Probablemente a los científicos, especialmente a los químicos, les guste este razonamiento. A menudo sienten que la sociedad los ataca porque producen materiales ìartificialesî o, a veces, francamente peligrosos. Un examen somero de los medios de comunicación muestra el uso permanente de términos descriptivo-negativos cuando se menciona la palabra química. Adjetivos como explosivo, tóxico o contaminante, que se encuentran tan estrechamente asociados con sustantivos relativos a la química, se han convertido, ellos mismos, en sustantivos de uso corriente. Así como las expresiones natural, cultivado orgánicamente, no adulterado, etc., tienen una connotación positiva, lo sintético parece, en el mejor de los casos, algo condicionalmente bueno. Sin perjuicio de ello, lo sintético es profusamente fabricado y consumido en cuanto nos resguarda, nos sana, nos facilita la vida, la hace más interesante y más llena de colorido. Los químicos reciben señales contradictorias y desconcertantes de la sociedad: ésta recompensa a la química en cuanto se reconoce materialmente dependiente de ella pero esto va aparejado con una actitud agresiva de los medios de comunicación y de algunos intelectuales.

Más distingos

Se debería hacer la distinción entre las expresiones creado por el hombre (o la mujer), sintético y artificial. Las palabras del lenguaje corriente deben entenderse según los distintos significados que el uso les ha conferido.
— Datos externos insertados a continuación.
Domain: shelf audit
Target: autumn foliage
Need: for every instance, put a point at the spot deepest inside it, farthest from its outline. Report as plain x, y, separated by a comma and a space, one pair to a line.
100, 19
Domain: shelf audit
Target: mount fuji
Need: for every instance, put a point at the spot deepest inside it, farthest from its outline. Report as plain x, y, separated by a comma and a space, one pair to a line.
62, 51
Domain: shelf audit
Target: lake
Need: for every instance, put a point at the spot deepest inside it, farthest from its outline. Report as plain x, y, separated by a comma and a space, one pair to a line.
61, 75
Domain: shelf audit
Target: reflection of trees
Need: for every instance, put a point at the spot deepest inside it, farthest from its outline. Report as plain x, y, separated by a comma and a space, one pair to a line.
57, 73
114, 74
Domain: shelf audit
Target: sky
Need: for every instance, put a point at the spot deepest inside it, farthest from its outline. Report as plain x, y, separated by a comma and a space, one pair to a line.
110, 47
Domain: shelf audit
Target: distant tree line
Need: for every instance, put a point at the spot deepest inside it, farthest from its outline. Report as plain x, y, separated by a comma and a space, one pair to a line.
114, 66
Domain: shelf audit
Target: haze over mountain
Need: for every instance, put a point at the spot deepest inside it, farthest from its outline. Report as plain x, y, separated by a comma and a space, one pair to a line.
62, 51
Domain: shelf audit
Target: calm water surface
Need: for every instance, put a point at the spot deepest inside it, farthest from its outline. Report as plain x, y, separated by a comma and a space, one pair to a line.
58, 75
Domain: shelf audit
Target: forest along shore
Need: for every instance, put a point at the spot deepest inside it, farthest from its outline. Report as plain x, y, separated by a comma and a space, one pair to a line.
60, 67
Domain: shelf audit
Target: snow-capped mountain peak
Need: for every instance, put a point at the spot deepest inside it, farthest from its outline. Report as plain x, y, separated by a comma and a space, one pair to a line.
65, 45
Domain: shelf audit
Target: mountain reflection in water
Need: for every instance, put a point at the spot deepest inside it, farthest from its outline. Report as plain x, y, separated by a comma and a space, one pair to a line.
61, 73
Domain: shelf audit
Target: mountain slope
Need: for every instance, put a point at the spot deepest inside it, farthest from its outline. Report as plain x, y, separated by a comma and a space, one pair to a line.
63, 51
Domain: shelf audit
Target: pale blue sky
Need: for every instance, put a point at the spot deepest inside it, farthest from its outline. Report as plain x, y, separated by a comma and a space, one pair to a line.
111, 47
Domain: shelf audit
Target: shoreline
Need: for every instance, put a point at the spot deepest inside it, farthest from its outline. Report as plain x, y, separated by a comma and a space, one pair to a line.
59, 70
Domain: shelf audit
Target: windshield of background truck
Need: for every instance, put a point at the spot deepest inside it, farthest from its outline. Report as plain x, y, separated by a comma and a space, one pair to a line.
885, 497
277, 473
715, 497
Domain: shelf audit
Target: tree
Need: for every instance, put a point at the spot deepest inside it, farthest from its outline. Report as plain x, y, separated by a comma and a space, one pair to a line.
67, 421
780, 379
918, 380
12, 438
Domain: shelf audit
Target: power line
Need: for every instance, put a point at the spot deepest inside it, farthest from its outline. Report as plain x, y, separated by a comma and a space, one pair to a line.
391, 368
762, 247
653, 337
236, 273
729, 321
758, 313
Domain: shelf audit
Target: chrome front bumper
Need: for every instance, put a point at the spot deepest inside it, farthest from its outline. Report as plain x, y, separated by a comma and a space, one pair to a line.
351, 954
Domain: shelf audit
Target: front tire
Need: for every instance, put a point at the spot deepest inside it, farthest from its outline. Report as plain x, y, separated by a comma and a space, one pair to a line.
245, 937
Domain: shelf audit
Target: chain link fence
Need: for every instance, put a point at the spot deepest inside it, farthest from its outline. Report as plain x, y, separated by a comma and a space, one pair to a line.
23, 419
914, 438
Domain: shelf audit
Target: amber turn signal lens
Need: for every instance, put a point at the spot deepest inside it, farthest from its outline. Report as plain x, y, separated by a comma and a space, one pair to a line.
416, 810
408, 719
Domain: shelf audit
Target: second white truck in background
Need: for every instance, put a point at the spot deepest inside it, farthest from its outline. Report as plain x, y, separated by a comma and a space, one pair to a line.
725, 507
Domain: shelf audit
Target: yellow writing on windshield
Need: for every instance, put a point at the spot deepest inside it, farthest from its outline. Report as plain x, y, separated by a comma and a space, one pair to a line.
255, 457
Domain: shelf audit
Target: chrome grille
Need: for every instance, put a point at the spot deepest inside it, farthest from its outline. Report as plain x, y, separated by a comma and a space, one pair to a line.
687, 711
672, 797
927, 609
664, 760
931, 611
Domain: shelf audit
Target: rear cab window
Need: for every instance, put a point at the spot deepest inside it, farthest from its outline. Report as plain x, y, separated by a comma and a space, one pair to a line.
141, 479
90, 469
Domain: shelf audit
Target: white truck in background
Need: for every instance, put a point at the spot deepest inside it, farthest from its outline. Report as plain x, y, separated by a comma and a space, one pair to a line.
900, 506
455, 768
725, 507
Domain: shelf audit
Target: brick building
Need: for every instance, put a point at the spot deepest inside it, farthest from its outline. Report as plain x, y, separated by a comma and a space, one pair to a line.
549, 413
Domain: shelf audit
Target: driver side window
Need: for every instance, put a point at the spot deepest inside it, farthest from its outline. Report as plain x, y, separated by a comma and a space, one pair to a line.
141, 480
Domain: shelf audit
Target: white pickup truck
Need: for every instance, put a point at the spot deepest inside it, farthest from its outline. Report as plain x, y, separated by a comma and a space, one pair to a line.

Desde la expresión creado por el hombre hasta la expresión artificial hay una variedad de connotaciones tanto positivas como negativas; sin embargo, usaré estos términos como sinónimos porque creo que así son empleados entre la gente y cuando se habla de productos químicos.

De este modo, los científicos acogerán con beneplácito lo que me parece innegable: que en cualquier actividad humana, ya sea ésta el arte, la ciencia, los negocios o la crianza de niños, no tiene mucho sentido separar lo natural de lo artificial. Están inextricablemente entrelazados y cualquier intento de separarlos se estrella con ambigüedades intrínsecas a ello.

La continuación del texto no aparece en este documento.